- Historic Sites
When The President Disappeared
While panic gripped the nation in 1893, Grover Cleveland suffered his own secret ordeal on a yacht in Long Island Sound.
October 1957 | Volume 8, Issue 6
When Cleveland’s left antrum was fully exposed, it was seen to be filled with “a soft, gray, gelatinous mass”—the lethal sarcoma. Scooping and scraping this away, Dr. Bryant pared the excavation’s limits to remove as many wild fringe cells as possible.
Bleeding was kept to a fortunate minimum—only about six ounces (one tumblerful). What with hot water, ice packs, pressure, and the cauterizing effect of the heated blade, they had to tie off only one blood vessel. Before 2 P.M. all was finished, the cavity stuffed with gauze, the patient back in bed. When he started coming to, about three o’clock, they gave him one-sixth of a grain of morphine. Pulse, blood pressure, and temperature all behaved well, the latter at no time rising above 100.8 degrees.
While the President slept, all hands took a stiff drink and a late lunch. In their vigils that night they knew what no one else in America or the world knew: that the President of the United States had, with their aid, confronted a mortal enemy and, in all likelihood, defeated it for himself and his nation in silence.
Late the next afternoon, July 2, Cleveland felt well enough to leave his bed and walk around a bit. His spirit matched his iron constitution, and through the packings in his mouth he did not complain but thanked those who came in turn to read to him.
He was not told about a difficulty that had arisen with Dr. Hasbrouck. As soon as his job was done the first day, this gentleman asked to be set ashore. The others firmly declined. To go in now might jeopardize their tremendous secret, and besides there might be complications such as hemorrhaging, with more gas needed. But by the afternoon of July 2 Hasbrouck was frantic as well as disgruntled. He was, he said, 48 hours late for another critical operation. Now the rest relented, and the tender put Dr. Hasbrouck ashore at New London.
On July 3 Cleveland was up and around all day. He belatedly signed the ship’s register with a hand that was quick and firm.
On July 4 the Oneida ran in to Sag Harbor, where Dr. Keen was put ashore.
Late in the afternoon of the fifth, the Oneida moored in Buzzard’s Bay and a squat, limping figure wrapped in a cloak made his way up the private dock at Gray Gables. The world was told that he had been treated for two ulcerated teeth and a recurrence of his pedal rheumatism. While he went to bed, his friends mounted guard, Joe Bryant not far from bedside, Dan Lamont to cope with a hornets’ nest.

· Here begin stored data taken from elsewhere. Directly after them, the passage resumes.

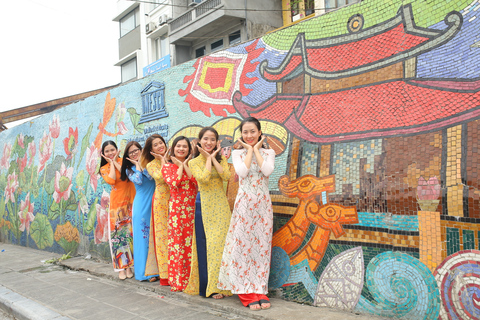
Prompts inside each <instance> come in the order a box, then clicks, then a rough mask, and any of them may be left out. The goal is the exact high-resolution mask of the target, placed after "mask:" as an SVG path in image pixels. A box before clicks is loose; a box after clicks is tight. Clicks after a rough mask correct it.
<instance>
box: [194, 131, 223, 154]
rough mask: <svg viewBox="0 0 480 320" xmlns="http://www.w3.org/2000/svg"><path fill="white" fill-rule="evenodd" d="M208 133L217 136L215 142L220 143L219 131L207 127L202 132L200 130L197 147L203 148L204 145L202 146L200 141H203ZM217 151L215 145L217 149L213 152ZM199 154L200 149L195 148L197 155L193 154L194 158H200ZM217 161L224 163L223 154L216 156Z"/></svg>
mask: <svg viewBox="0 0 480 320" xmlns="http://www.w3.org/2000/svg"><path fill="white" fill-rule="evenodd" d="M208 131H210V132H213V134H214V135H215V140H216V142H217V143H218V139H219V136H218V132H217V130H215V128H212V127H205V128H203V129H202V130H200V132H199V133H198V142H197V147H202V145H201V144H200V141H202V138H203V136H204V135H205V133H207V132H208ZM216 150H217V146H216V145H215V148H213V150H212V152H214V151H216ZM199 154H200V151H198V148H195V153H194V154H193V158H196V157H198V155H199ZM215 159H216V160H217V161H218V162H219V163H220V161H222V154H221V153H220V152H219V153H217V155H216V156H215Z"/></svg>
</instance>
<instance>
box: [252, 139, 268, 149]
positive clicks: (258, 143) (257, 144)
mask: <svg viewBox="0 0 480 320" xmlns="http://www.w3.org/2000/svg"><path fill="white" fill-rule="evenodd" d="M265 139H266V137H265V136H263V135H262V139H260V141H258V142H257V143H256V144H255V146H254V147H253V148H254V149H255V150H260V148H261V147H262V146H263V141H264V140H265Z"/></svg>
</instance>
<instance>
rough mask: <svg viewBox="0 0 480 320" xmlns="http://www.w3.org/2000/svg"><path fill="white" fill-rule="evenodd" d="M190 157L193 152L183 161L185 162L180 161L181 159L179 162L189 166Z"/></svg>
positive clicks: (190, 153)
mask: <svg viewBox="0 0 480 320" xmlns="http://www.w3.org/2000/svg"><path fill="white" fill-rule="evenodd" d="M190 159H192V154H191V153H190V154H189V155H188V158H187V159H185V161H183V162H180V161H179V162H180V163H181V164H183V165H184V166H188V162H189V161H190Z"/></svg>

At nearby Buzzard’s Bay village, the gentlemen of the nation’s press had been kicking their heels for five full days and nights with no word of any kind as to their President’s whereabouts. When the Oneida was sighted offshore, fretfulness became fury which Lamont confronted in an old gray barn on the Cleveland estate. With a smoothness to match anything later displayed by a Steve Early or a Jim Hagerty, Dan Lamont gave them the rheumatism routine and expressed hurt dismay at all questions probing for a “malignancy,” a mortal illness. He sent the reporters away silenced if not mollified, but they were back again the next day with a fresh line of attack.
Vice President Stevenson, they said, had heard the President’s condition was so serious that he was entraining at once from New York to come up and investigate. Dan Lamont squelched this move by announcing that Mr. Stevenson was neither invited to nor expected at Gray Gables.

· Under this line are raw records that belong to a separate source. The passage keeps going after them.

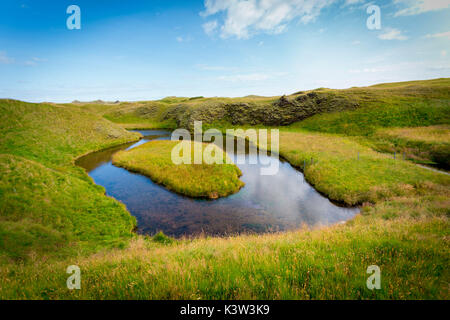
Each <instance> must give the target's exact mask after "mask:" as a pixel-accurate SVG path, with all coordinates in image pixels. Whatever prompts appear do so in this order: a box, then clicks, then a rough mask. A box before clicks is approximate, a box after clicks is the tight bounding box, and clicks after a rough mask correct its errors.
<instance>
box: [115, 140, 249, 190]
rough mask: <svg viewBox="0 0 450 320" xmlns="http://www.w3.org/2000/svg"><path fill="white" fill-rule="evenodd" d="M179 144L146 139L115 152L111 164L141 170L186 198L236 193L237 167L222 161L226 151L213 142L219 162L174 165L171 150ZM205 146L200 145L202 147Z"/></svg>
mask: <svg viewBox="0 0 450 320" xmlns="http://www.w3.org/2000/svg"><path fill="white" fill-rule="evenodd" d="M179 143H180V142H178V141H150V142H147V143H146V144H144V145H142V146H139V147H137V148H135V149H132V150H129V151H122V152H119V153H117V154H116V155H114V158H113V164H114V165H116V166H120V167H123V168H126V169H128V170H131V171H135V172H138V173H142V174H144V175H146V176H148V177H150V178H151V179H152V180H153V181H155V182H156V183H159V184H162V185H164V186H165V187H167V188H168V189H170V190H172V191H175V192H177V193H180V194H183V195H186V196H190V197H198V198H210V199H216V198H219V197H225V196H228V195H230V194H233V193H236V192H238V191H239V190H240V189H241V187H242V186H243V185H244V183H243V182H242V181H241V180H239V177H240V176H241V175H242V173H241V170H240V169H239V168H238V167H237V166H236V165H235V164H226V163H225V159H226V157H227V155H226V153H225V152H224V151H223V150H221V149H220V148H218V147H217V146H214V145H210V146H211V147H213V148H215V151H217V152H222V153H223V162H222V163H221V164H216V163H215V164H206V163H204V162H203V163H202V164H179V165H177V164H174V163H173V161H172V159H171V154H172V149H173V148H174V147H175V146H176V145H178V144H179ZM192 144H194V142H192ZM207 146H208V144H202V150H205V148H206V147H207ZM192 149H193V148H192ZM192 152H193V151H192ZM192 159H193V157H192Z"/></svg>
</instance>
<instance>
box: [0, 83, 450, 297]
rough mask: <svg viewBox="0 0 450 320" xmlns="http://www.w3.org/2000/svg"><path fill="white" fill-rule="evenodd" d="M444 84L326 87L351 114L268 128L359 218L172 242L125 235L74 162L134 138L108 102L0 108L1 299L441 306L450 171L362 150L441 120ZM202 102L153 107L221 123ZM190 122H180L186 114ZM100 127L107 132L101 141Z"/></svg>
mask: <svg viewBox="0 0 450 320" xmlns="http://www.w3.org/2000/svg"><path fill="white" fill-rule="evenodd" d="M448 82H449V81H448V79H447V80H446V79H444V80H442V79H438V80H433V81H427V82H419V83H417V82H413V83H402V84H386V85H381V86H374V87H370V88H352V89H348V90H336V91H335V95H337V96H338V97H337V98H339V96H341V95H344V98H345V100H349V101H353V100H355V99H356V100H357V99H359V100H358V106H354V105H349V106H351V108H350V109H345V110H341V111H340V112H336V113H332V112H331V113H323V114H316V115H314V116H312V117H309V118H308V119H305V120H303V121H300V122H297V123H294V124H292V125H290V126H287V127H282V128H280V129H281V134H280V153H281V154H282V156H284V157H285V158H286V159H288V160H289V162H291V163H292V164H294V165H296V166H298V167H300V168H302V169H303V170H304V172H305V176H306V178H307V179H308V181H310V182H311V183H313V184H314V185H315V187H316V188H317V189H318V190H319V191H321V192H322V193H324V194H326V195H328V196H329V197H331V198H333V199H336V200H339V201H343V202H345V203H347V204H354V203H359V204H361V214H360V215H358V216H357V217H355V218H354V219H352V220H351V221H348V222H346V223H345V224H340V225H336V226H332V227H327V228H320V229H313V230H311V229H308V228H304V229H302V230H298V231H293V232H285V233H280V234H266V235H247V236H237V237H230V238H198V239H189V240H188V239H184V240H177V241H160V240H159V239H160V238H161V237H159V238H158V237H157V238H150V237H144V236H131V232H130V231H129V229H131V226H132V225H133V223H132V221H131V220H132V219H131V217H130V216H129V215H128V216H125V214H127V212H126V211H125V209H124V208H123V207H122V206H121V205H120V204H119V203H117V202H116V201H115V200H113V199H110V198H107V197H105V196H104V195H103V192H104V190H103V189H102V188H100V187H97V186H95V185H94V184H93V183H92V181H91V180H90V179H89V178H88V177H87V175H86V174H85V173H84V172H82V170H81V169H79V168H76V167H75V166H74V165H73V159H74V158H76V157H77V156H78V155H80V154H83V153H86V152H88V151H90V150H94V149H97V148H100V147H102V146H106V145H110V144H114V143H119V142H120V141H125V140H128V139H130V140H133V139H136V138H137V137H136V136H135V135H130V134H129V133H126V132H125V131H123V130H122V129H121V128H120V127H118V126H116V125H114V124H112V123H110V122H108V121H106V120H102V119H101V118H100V116H105V115H106V114H109V115H111V114H113V113H114V110H115V108H116V107H117V106H114V105H113V106H110V105H108V106H101V107H98V109H96V107H95V105H93V106H92V107H89V108H92V109H87V108H86V109H83V108H84V107H83V105H80V106H72V105H68V106H64V107H57V106H47V105H30V104H26V103H21V102H10V101H6V102H5V101H2V102H1V103H0V105H1V107H2V116H3V118H2V121H1V125H2V128H1V130H2V131H1V132H2V133H1V139H2V140H1V148H2V149H1V150H2V152H1V154H2V156H1V157H0V164H1V170H2V177H1V179H2V180H1V188H2V189H1V192H0V203H1V208H2V210H1V211H0V212H1V221H0V226H1V228H3V229H2V231H1V232H2V234H1V237H0V239H1V247H0V248H1V256H0V298H2V299H12V298H18V299H23V298H33V299H61V298H68V299H76V298H84V299H94V298H99V299H115V298H123V299H134V298H135V299H449V293H448V282H449V279H450V274H449V271H448V268H447V266H448V265H449V258H450V246H449V236H450V234H449V230H450V225H449V221H448V219H449V215H450V209H449V208H450V203H449V199H450V177H448V176H446V175H443V174H440V173H436V172H431V171H427V170H424V169H422V168H419V167H417V166H415V165H414V164H413V163H411V162H410V161H404V160H400V159H397V160H394V159H393V156H392V155H388V154H382V153H379V152H377V151H376V150H378V149H377V148H376V146H375V143H374V141H375V140H374V137H375V134H377V133H379V132H380V130H387V131H389V132H390V130H391V131H392V134H393V135H394V136H395V138H392V137H389V138H386V139H389V141H391V139H397V137H399V136H400V137H401V138H402V139H405V137H406V139H408V140H413V139H412V137H413V136H424V134H423V133H416V132H414V131H410V130H411V129H398V128H406V127H407V128H416V129H417V130H422V129H419V128H417V127H422V126H435V125H442V124H448V123H447V122H448V113H446V114H444V113H445V112H446V111H448V105H449V97H448V94H449V90H448V89H449V85H448ZM327 90H328V89H322V90H319V91H321V92H322V93H326V91H327ZM307 93H308V92H307ZM307 93H298V94H296V95H293V96H290V97H287V99H288V100H292V99H296V98H295V97H296V96H303V95H306V94H307ZM337 98H336V99H337ZM250 99H252V101H249V106H250V107H249V108H250V110H249V111H248V113H245V115H249V114H251V108H252V104H259V105H260V106H262V105H265V104H272V103H275V102H276V101H278V100H279V99H281V98H260V97H252V98H250ZM301 99H304V98H301ZM301 99H300V100H301ZM314 99H316V98H314ZM219 100H220V99H219ZM308 101H309V100H308ZM314 101H316V100H314ZM327 101H331V100H325V103H328V102H327ZM333 101H336V100H333ZM364 101H366V103H367V104H364V103H363V102H364ZM380 101H384V104H379V103H380ZM439 101H440V104H439V103H436V104H435V102H439ZM207 102H208V99H206V98H199V99H193V100H189V99H188V100H186V99H184V98H170V99H167V100H165V102H163V104H165V105H167V106H166V108H167V110H166V111H171V112H173V110H174V109H171V108H172V107H173V108H176V107H177V106H179V105H180V104H186V103H187V104H192V106H191V107H192V108H196V109H197V108H199V110H201V114H202V117H203V115H204V114H206V115H209V116H208V117H210V119H212V121H211V123H210V124H211V125H214V122H215V121H217V122H216V123H218V124H223V125H224V126H228V125H230V122H229V120H230V119H227V118H226V117H225V118H221V119H219V120H217V119H216V118H215V114H216V113H215V112H216V111H218V110H221V108H218V109H215V108H216V107H215V106H216V104H213V107H212V109H211V110H210V112H209V113H208V112H207V108H206V107H204V106H203V107H201V106H199V105H198V103H201V104H204V103H207ZM228 102H229V101H225V100H223V101H220V103H225V104H228ZM235 102H236V100H234V101H233V104H234V103H235ZM250 102H251V103H252V104H250ZM309 102H311V101H309ZM309 102H308V103H309ZM316 102H317V101H316ZM298 103H299V102H298V100H297V102H295V104H297V107H298V108H299V105H298ZM377 104H379V105H378V107H377ZM119 107H120V106H119ZM241 107H243V106H242V105H241ZM279 107H280V105H277V106H275V107H274V109H270V110H278V109H277V108H279ZM180 108H181V107H180ZM245 108H247V107H245ZM290 108H291V107H287V110H293V109H290ZM292 108H294V107H292ZM126 109H127V110H128V107H127V108H126ZM261 110H264V109H261ZM261 110H260V111H261ZM133 112H134V111H133ZM189 112H190V111H189ZM197 112H200V111H197ZM171 114H172V115H173V114H175V113H171ZM180 114H181V113H180ZM180 114H176V116H174V117H178V116H179V115H180ZM182 114H184V113H182ZM189 114H190V116H189V117H188V118H183V119H181V118H180V121H181V122H183V123H186V122H185V121H190V120H187V119H193V118H192V117H193V116H192V115H194V116H195V117H196V116H198V115H199V114H198V113H189ZM256 114H258V113H256ZM282 114H283V115H285V113H282ZM227 115H229V114H228V113H227ZM279 115H280V114H278V116H279ZM276 117H277V114H275V115H273V116H272V117H271V119H273V118H276ZM283 117H284V116H283ZM446 117H447V118H446ZM16 119H17V121H16ZM54 119H58V121H55V120H54ZM155 119H156V120H155V121H159V120H158V119H157V118H155ZM245 119H247V118H245ZM421 119H422V120H421ZM160 120H161V119H160ZM420 120H421V121H420ZM175 121H178V120H175ZM446 121H447V122H446ZM247 125H252V124H251V123H249V124H246V126H247ZM262 125H263V124H261V123H260V124H259V126H262ZM79 126H80V127H81V128H83V129H79V131H78V129H77V128H78V127H79ZM98 126H99V127H100V128H102V129H95V128H98ZM394 127H395V129H394ZM42 128H44V130H40V129H42ZM429 129H430V128H428V129H424V130H425V131H426V132H427V133H428V131H429ZM116 130H117V131H116ZM398 130H406V131H405V132H403V131H402V132H400V131H398ZM61 132H63V133H64V134H62V133H61ZM78 132H79V133H78ZM111 132H118V133H120V134H119V135H116V134H114V135H113V136H112V137H111V138H109V137H110V134H109V133H111ZM413 132H414V133H413ZM439 132H441V131H439ZM429 135H430V137H431V138H426V140H427V141H426V142H427V143H431V144H432V145H435V144H437V143H441V142H444V143H445V142H447V141H446V140H447V138H446V137H445V136H444V137H442V134H438V136H439V138H437V137H435V135H433V134H429ZM430 139H431V142H430ZM439 140H441V141H440V142H439ZM41 141H42V142H41ZM358 153H359V160H358ZM311 158H313V163H312V164H311ZM305 163H306V167H303V166H304V164H305ZM4 173H5V174H4ZM66 215H67V216H66ZM94 219H97V220H98V221H97V220H94ZM25 226H26V227H25ZM3 230H6V231H3ZM58 232H60V233H58ZM27 237H30V238H27ZM94 246H96V248H94ZM113 246H114V247H115V248H114V249H111V247H113ZM86 248H89V250H87V249H86ZM93 251H95V253H92V252H93ZM69 265H78V266H80V268H81V273H82V283H81V290H73V291H70V290H68V289H67V287H66V280H67V277H68V276H69V275H68V274H66V268H67V266H69ZM370 265H378V266H379V267H380V269H381V279H382V280H381V281H382V283H381V290H374V291H371V290H369V289H367V287H366V279H367V278H368V276H369V275H368V274H367V273H366V270H367V267H368V266H370ZM30 279H32V281H30Z"/></svg>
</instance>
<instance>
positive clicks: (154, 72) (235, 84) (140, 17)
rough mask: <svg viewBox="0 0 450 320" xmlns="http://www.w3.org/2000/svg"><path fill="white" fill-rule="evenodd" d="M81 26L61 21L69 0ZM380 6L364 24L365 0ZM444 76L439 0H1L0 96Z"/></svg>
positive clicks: (55, 101) (272, 93)
mask: <svg viewBox="0 0 450 320" xmlns="http://www.w3.org/2000/svg"><path fill="white" fill-rule="evenodd" d="M72 4H75V5H78V6H79V7H80V9H81V29H80V30H69V29H68V28H67V26H66V20H67V18H68V17H69V16H70V15H69V14H67V13H66V9H67V7H68V6H69V5H72ZM369 5H377V6H379V7H380V9H381V29H380V30H369V29H368V28H367V26H366V21H367V19H368V17H369V14H367V12H366V9H367V6H369ZM438 77H450V0H380V1H378V0H376V1H365V0H250V1H244V0H227V1H225V0H207V1H202V0H200V1H186V0H185V1H176V0H172V1H167V0H165V1H150V0H148V1H133V0H130V1H119V0H108V1H106V0H98V1H93V0H90V1H88V0H71V1H65V0H58V1H45V0H27V1H25V0H24V1H12V0H2V1H1V2H0V98H14V99H20V100H25V101H35V102H39V101H54V102H66V101H72V100H75V99H77V100H82V101H87V100H95V99H103V100H122V101H124V100H149V99H157V98H161V97H165V96H175V95H176V96H199V95H202V96H232V97H235V96H245V95H249V94H257V95H266V96H270V95H281V94H290V93H293V92H296V91H299V90H306V89H313V88H318V87H330V88H346V87H351V86H362V85H370V84H375V83H380V82H390V81H404V80H415V79H430V78H438Z"/></svg>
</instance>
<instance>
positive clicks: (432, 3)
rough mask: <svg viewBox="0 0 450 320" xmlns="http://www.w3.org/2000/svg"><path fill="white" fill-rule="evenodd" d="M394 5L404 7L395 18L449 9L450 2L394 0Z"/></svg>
mask: <svg viewBox="0 0 450 320" xmlns="http://www.w3.org/2000/svg"><path fill="white" fill-rule="evenodd" d="M394 3H395V4H397V5H399V6H402V7H404V8H403V9H400V10H399V11H397V12H396V13H395V16H396V17H397V16H412V15H416V14H421V13H424V12H428V11H436V10H442V9H447V8H450V0H394Z"/></svg>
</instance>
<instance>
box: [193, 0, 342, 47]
mask: <svg viewBox="0 0 450 320" xmlns="http://www.w3.org/2000/svg"><path fill="white" fill-rule="evenodd" d="M336 1H338V0H284V1H283V0H247V1H245V0H205V11H204V12H202V13H201V15H202V16H204V17H206V16H211V15H215V14H217V13H220V12H224V13H225V18H224V22H223V24H222V25H221V26H220V32H221V36H222V37H223V38H227V37H236V38H238V39H246V38H249V37H251V36H252V35H253V34H255V33H259V32H265V33H270V34H273V33H275V34H276V33H282V32H284V31H285V30H286V28H287V23H289V22H290V21H292V20H294V19H298V20H299V21H300V22H302V23H304V24H306V23H309V22H311V21H314V20H315V19H316V18H317V16H318V15H319V14H320V12H321V10H322V9H323V8H325V7H327V6H329V5H330V4H332V3H334V2H336ZM215 22H216V24H212V25H210V26H207V28H205V25H203V29H204V30H205V32H206V33H207V34H208V32H207V31H210V28H208V27H211V28H212V27H214V28H213V30H216V28H218V27H219V23H218V22H217V20H215Z"/></svg>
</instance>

In view of Stevenson’s cahooting with the Silverites and his influence in the Senate, a hard-money New York columnist cracked: “The Buzzards will please keep aloof from Buzzard’s Bay!”
So no “buzzard” came, but on July 7 the President’s devoted friend and favorite actor, Joe Jefferson, came, cheering him vastly. And Dan Lamont and Joe Bryant stayed on, the latter taking Cleveland out, as was their custom, to fish for stripers and drumfish from a rowboat, where the salt air was as good therapy as any. An orthodontist, Dr. Kasson G. Gibson was brought up from New York to make impressions, and he quickly fashioned a hard-rubber plug for the gaping jaw hole.
Despite his continuing discomfort, by July 12 Cleveland was doggedly at work on his message to Congress for August 7. It went slowly. He had got little done by the seventeenth, when Joe Bryant ordained another trip to sea in the Oneida. This time their object was, again in utmost secrecy, to remove the rubber plug and see how the wound was healing. As they had feared, patches of evil tissue were regrowing; so they managed another gas job by themselves as Dr. Bryant scraped the hole with thorough diligence.